Central Singularity of Three-Dimensional Kerr-de Sitter Black Holes

TL;DR

This work identifies the distributional central sources that generate the three-dimensional Kerr-de Sitter geometry by recasting 3D gravity as a Chern-Simons theory with gauge group $SO(1,3)$ and employing the non-abelian Stokes theorem. The holonomy around the central region fixes delta-function curvature and torsion terms, yielding a symmetric, conserved energy-momentum tensor and a spin tensor, interpreted as a spinning point mass with mass $m$ and angular velocity $\omega$. The authors compute observer-measured charges, obtaining the energy $E_o$ and angular momentum $J_o$ for a co-moving observer, and show the relation $E_o - \omega_o J_o = m$, linking local observables to the central source. These results illuminate the observable algebra for a local observer in Kerr-de Sitter space and may inform microscopic holographic descriptions in de Sitter spacetimes.

Abstract

For three-dimensional Kerr-de Sitter space-time, we find the singular energy-momentum and spin tensor sources that generate the non-trivial geometry. The energy-momentum tensor is symmetric, conserved and compatible with a spinning massive point particle whose mass and angular velocity we determine.

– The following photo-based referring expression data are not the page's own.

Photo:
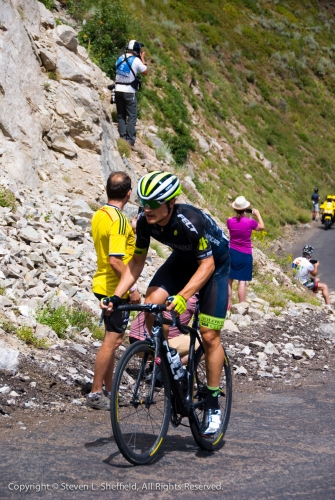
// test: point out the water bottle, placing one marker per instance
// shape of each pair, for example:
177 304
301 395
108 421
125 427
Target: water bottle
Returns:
176 365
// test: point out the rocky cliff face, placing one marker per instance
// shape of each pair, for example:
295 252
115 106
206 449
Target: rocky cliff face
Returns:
54 106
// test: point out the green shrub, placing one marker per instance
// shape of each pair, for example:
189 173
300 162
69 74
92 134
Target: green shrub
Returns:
48 3
62 317
26 334
55 318
180 145
7 198
106 33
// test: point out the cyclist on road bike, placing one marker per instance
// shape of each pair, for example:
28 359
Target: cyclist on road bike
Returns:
199 261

The calculation is based on the analysis of the holonomy for a closed loop around the singularity of the $SO(1,3)$ Chern-Simons gauge field appropriate for gravity in the presence of a positive cosmological constant. This holonomy is related, via the non-abelian Stokes theorem, to the singular source terms at the center. Our results may be helpful for a better understanding of the algebra of observables of a local observer in the Kerr-de Sitter space-time.